Somewhere in the process, the puck slipped off his stick and through the netminder’s legs.
That 1-0 lead was short-lived, though. Michael Giampapa was quiet through the first 14 minutes of action but then made himself known in a matter of seconds. He won a faceoff forward, stepped around the opposing center and beat Calin Losacco high to the near post.
It was the latest, and perhaps last, brilliant play in what’s been a brilliant season from the junior. He leads the Green Raiders in goals with 28 and assists with 35. He also added physicality to his game, which he displayed by laying out Cavaliere cleanly across the middle early in the second period. That came soon after Cade Stratton had fired Ridley in front.

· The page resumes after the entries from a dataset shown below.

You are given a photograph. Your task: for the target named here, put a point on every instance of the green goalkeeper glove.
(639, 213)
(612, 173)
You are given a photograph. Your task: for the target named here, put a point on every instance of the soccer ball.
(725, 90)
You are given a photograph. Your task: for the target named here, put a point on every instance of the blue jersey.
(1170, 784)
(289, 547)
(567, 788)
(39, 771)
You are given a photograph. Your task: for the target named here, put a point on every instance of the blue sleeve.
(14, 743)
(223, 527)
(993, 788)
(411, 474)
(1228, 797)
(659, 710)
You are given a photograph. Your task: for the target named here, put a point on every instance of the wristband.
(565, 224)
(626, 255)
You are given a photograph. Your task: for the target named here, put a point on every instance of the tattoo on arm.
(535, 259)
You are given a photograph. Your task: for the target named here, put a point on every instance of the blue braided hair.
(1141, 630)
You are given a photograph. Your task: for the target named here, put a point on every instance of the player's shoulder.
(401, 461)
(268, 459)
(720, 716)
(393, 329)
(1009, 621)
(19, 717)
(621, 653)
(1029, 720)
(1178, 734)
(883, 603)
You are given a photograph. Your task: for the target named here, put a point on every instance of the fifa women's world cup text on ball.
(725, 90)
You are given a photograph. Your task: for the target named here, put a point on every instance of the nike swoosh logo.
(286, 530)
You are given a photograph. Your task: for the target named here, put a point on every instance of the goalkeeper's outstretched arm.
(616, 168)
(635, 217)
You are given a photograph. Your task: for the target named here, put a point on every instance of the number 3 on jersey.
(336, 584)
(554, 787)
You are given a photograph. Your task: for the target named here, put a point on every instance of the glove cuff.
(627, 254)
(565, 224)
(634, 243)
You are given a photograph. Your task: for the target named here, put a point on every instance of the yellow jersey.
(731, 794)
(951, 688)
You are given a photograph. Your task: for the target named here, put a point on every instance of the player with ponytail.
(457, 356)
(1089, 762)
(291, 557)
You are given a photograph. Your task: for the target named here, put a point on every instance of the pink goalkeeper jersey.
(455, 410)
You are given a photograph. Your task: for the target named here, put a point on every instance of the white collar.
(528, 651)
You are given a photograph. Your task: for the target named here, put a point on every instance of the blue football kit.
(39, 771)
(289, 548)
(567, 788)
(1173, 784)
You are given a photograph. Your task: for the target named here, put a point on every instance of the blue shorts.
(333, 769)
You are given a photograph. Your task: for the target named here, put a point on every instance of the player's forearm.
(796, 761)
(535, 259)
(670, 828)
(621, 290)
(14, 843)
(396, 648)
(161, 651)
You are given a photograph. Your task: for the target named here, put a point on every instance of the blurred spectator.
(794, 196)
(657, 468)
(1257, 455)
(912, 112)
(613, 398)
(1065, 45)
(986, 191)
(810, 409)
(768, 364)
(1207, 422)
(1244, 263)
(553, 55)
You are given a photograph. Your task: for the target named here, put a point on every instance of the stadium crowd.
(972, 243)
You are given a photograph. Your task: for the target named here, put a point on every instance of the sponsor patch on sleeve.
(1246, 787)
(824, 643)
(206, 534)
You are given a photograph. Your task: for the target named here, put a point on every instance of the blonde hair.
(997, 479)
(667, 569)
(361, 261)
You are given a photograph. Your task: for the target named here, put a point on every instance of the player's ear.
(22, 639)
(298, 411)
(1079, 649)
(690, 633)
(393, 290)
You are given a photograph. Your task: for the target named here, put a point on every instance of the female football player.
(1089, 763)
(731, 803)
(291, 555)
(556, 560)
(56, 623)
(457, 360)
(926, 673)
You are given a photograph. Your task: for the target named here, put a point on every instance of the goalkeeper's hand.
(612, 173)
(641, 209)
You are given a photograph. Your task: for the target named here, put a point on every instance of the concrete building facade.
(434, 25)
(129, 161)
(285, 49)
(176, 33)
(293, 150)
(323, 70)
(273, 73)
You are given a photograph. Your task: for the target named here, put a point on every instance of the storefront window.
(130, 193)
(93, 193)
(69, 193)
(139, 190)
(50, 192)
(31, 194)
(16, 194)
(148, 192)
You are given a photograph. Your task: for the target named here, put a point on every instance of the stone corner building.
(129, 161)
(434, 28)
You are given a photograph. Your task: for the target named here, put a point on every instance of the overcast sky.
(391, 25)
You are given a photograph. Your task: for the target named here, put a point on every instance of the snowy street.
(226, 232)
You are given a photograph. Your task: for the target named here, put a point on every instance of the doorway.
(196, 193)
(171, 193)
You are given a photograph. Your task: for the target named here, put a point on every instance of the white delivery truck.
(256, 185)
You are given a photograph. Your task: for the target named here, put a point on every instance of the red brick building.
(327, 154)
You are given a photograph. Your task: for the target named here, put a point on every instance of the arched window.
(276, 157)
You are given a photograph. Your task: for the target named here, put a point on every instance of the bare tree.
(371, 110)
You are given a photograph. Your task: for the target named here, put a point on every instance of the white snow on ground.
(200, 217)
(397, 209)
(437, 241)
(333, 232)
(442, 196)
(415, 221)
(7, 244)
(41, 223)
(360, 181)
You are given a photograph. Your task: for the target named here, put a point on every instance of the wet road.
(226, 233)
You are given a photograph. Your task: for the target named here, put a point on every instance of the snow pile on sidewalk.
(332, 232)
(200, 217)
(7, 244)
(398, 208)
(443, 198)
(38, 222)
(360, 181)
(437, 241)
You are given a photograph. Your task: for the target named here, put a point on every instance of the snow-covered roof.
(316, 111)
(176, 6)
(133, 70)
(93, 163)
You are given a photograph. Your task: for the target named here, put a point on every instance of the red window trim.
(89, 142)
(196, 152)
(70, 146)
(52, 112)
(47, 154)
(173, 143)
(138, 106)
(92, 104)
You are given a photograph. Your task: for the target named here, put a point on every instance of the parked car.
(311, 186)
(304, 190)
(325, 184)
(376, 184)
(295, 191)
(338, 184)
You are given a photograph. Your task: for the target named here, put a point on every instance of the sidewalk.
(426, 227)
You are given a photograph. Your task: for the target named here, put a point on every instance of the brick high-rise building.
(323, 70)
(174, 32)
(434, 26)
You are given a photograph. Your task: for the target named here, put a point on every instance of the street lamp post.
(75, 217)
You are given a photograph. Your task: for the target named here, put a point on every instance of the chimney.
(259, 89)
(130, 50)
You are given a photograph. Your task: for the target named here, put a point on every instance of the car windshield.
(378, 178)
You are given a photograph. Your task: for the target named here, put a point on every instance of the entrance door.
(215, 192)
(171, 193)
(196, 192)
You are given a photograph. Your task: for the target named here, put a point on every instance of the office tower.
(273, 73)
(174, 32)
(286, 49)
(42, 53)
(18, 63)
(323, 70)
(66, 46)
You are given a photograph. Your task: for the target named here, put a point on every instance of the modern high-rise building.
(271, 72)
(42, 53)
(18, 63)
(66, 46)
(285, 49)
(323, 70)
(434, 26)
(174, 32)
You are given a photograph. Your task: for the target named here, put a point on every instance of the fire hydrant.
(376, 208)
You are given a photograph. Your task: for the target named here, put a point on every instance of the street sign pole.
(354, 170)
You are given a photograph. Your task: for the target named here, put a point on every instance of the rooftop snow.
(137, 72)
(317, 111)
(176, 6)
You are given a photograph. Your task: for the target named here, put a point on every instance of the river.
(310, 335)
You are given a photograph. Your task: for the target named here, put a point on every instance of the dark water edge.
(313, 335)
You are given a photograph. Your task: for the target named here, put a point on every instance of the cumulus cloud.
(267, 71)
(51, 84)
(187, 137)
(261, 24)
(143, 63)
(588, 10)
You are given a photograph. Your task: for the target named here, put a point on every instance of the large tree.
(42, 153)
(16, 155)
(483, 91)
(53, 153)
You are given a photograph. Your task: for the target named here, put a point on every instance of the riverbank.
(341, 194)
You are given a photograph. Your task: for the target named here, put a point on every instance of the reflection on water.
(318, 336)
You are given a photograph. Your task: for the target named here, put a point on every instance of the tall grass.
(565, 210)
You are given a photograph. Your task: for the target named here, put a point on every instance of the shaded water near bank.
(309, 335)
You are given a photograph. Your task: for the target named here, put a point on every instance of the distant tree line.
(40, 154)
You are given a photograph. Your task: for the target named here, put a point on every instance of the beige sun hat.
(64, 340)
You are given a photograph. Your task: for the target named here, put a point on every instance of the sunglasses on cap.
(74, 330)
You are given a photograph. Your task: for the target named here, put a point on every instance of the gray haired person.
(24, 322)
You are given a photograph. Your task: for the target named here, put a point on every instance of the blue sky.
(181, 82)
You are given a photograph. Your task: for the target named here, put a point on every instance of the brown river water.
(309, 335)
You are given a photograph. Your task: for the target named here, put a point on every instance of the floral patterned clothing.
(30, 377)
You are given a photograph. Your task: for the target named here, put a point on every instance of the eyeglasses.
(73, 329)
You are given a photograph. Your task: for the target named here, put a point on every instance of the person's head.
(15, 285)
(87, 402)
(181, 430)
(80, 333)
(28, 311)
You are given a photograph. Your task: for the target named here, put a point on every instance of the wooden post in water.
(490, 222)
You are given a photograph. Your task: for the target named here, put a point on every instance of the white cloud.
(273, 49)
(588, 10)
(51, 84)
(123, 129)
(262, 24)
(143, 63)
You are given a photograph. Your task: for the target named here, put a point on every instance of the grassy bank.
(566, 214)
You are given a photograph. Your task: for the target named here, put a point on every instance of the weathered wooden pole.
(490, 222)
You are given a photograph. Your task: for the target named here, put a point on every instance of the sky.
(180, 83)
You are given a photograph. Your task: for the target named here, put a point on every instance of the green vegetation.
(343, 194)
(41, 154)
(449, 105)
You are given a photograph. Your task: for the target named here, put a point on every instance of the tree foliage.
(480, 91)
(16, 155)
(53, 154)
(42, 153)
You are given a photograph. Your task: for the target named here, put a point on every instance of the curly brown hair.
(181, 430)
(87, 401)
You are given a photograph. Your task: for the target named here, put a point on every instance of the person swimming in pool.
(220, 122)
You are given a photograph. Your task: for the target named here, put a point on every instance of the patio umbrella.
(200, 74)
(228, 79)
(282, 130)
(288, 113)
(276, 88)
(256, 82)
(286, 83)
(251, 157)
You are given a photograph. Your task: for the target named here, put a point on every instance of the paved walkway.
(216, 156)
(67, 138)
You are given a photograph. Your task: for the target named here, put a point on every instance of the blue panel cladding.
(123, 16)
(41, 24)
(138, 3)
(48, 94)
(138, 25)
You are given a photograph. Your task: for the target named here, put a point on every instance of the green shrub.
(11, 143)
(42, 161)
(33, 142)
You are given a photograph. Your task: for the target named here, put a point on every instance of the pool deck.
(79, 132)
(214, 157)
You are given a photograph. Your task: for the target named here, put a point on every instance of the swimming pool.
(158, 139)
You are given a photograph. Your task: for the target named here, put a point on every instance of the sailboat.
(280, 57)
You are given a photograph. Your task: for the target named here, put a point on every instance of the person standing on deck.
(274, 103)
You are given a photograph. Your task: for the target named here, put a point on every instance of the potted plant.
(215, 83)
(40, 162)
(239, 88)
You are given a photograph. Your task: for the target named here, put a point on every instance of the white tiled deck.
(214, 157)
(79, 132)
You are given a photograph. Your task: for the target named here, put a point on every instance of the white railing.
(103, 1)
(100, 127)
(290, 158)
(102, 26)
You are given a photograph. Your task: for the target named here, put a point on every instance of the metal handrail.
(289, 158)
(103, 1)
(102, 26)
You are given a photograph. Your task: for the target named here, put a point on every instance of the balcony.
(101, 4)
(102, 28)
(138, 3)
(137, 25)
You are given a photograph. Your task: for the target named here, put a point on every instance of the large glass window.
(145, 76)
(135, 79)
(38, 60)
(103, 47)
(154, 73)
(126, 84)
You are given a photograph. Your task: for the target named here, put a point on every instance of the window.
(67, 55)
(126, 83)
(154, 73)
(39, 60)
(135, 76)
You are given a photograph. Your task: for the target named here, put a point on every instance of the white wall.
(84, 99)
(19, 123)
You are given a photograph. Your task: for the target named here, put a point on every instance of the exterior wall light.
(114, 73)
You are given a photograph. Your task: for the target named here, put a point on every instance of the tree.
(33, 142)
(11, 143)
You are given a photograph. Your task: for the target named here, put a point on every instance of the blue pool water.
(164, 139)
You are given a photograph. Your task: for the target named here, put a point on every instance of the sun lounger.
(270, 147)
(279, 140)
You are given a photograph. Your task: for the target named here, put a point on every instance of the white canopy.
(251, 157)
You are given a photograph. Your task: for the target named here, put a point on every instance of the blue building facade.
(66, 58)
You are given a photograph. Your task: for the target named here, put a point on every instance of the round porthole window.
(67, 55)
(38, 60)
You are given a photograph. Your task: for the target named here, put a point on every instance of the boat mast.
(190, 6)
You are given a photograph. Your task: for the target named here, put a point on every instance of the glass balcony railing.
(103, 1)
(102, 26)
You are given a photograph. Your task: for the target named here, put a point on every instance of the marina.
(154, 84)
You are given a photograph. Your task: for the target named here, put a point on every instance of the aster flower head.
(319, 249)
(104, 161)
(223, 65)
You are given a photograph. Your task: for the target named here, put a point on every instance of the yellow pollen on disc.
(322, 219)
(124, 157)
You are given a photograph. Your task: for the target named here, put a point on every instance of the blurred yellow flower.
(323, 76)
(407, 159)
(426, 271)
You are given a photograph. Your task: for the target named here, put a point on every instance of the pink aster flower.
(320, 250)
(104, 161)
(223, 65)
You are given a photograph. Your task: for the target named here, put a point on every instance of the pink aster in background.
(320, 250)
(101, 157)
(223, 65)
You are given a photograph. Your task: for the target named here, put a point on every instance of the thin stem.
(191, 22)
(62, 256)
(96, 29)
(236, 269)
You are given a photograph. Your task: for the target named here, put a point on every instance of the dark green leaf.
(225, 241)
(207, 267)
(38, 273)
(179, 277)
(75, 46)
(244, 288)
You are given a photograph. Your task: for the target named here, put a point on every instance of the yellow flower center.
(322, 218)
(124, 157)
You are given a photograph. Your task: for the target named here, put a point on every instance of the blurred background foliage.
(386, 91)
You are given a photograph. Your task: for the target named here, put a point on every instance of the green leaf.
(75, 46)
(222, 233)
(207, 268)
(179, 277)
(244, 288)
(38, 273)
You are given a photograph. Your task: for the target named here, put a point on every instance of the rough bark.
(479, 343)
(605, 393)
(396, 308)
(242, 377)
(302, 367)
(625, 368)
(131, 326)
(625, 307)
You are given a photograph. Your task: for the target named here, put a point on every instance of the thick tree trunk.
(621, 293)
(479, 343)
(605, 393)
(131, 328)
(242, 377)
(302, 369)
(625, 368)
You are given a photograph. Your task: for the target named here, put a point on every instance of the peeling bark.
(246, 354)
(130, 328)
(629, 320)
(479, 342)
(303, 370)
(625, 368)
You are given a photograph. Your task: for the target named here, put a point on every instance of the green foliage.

The Green Raiders were in control, but they weren’t pulling away. Losacco played a steadfast goal, using his 6-3 frame to keep Ridley at bay. Then as time expired in the second, Jake Cross took a penalty. Kevin Brown equalized on the ensuing power play. The score gave the Cougars belief.
“I think when we tied it up, and I knew right then we could do it,” said Smith. “We rolled from there.”
Overtime was a foregone conclusion at that point, despite the 14-plus minutes left in regulation. Losacco was too solid; he would finish with 26 saves.
“They played a good game defensively,” Raiders coach Stephane Charbonneau said of Springfield. “They didn’t cheat. They got the puck out of the zone, nothing fancy.”
But there was one more defining moment to come. On a 2-on-1, Cross found Giampapa just in front of the crease. Losacco stuck his leg out to kick out the chance. In pursuit, Cavaliere nudged Giampapa away from the goal and the Ridley star fell into the boards awkwardly. He threw off his gloves in pain and left the ice. He wouldn’t return.
“I just rode him off into the boards,” Cavaliere said. “I didn’t mean to hurt him. It happens. It was an accident.”
An accident that left the Raiders (13-6-1) without their best player. That point proved critical not only in the offensive zone but at the faceoff dot as well.
“You lose your best center,” Charbonneau said. “He would’ve been taking the faceoff in the last minute there. Nothing against the other guys, though. You deal with adversity. This is part of life.”
Cavaliere struggled to put the emotion into words of watching Smith’s game-winner unfold.
“The three seconds went by and it was in the net,” he said. “The best way I can explain it is just a blank. We just won. We just beat Ridley.”
This has been a trying year for the Cougars (9-6-5). They finished a distant second behind the Green Raiders in the Central League South with five ties. But so long as the yellow sweater with the navy S remains, the tradition doesn’t change.
“(Nothing) seems to phase us,” Cavaliere said. “We have Calin, we have a great goaltender. We have me. We have Kevin (Brown). We have Aidan. We have scorers. We’ve just been a slump, but this is when it matters.”